Who dresses you, they said, when you turn in
because Adeline came by, by candlelight
asking for something comfortable to spin;
she took our branches (she was so polite!),
stripped bark, soaked them in the stream and cut them thin,
sat on the banks among the cottonwood leaves
handmade a mantle with an airtight weave,

filled gaps with green moss from your steep ravine
where it’s growing in the death camas and quartz,
the wild onion, the mountain columbine;
— you know, you strike us as a sensible sort
as smart as any human that we’ve seen
but you forget us and your heart distorts
what’s true: you’ll sleep through soft winds and our storms
but it’s Adeline’s coat that keeps you warm.
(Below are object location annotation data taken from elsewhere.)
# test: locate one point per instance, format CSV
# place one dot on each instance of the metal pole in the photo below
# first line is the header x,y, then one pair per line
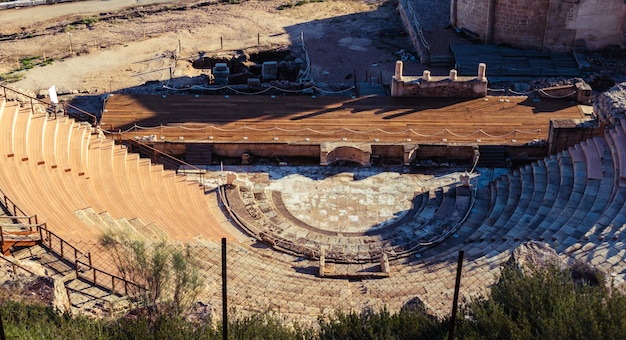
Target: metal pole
x,y
224,293
2,336
455,302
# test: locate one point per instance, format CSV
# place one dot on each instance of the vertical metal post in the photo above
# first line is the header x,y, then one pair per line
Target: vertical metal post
x,y
455,302
224,293
2,336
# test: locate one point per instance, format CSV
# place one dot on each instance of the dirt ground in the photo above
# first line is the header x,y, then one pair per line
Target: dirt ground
x,y
97,49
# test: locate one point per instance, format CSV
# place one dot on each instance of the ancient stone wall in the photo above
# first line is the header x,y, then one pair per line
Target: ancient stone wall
x,y
520,23
473,15
439,86
549,25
It’s Adeline’s coat that comforts you they said
and Adeline who whispers in your ear
for all the baseboard heaters by your bed
your walls and windows, how the drapes appear;
it’s not really that she loves you but instead
she loves the wilderness, the salmon weir
she needs near everything that lives and breathes:
you asleep, our seedlings in their quiet sleeves.

And who feeds you on February nights?
You’ll say groceries from the local store,
you’ll say the deli or the buffet, right?
We’ll say the hawk, the mule deer, and what’s more
the lonely kestrel in her sober flight,
old ways, old rock, old pathways you’ll explore;
trust me — they’re never hungry in these hills, but
in exchange the deer, the deer, are eating us.


I left them where I was sitting on the ridge,
picked up my cup and started down the slope
across a narrow stream along the bridge,
climbed the rise, sure-footed as an antelope
glanced back at the shrubs, a long gray carriage:
a train of gray men tethered on a rope
one, green hands turned up, like a woodland friar
in ancient prayer beside a woodland fire.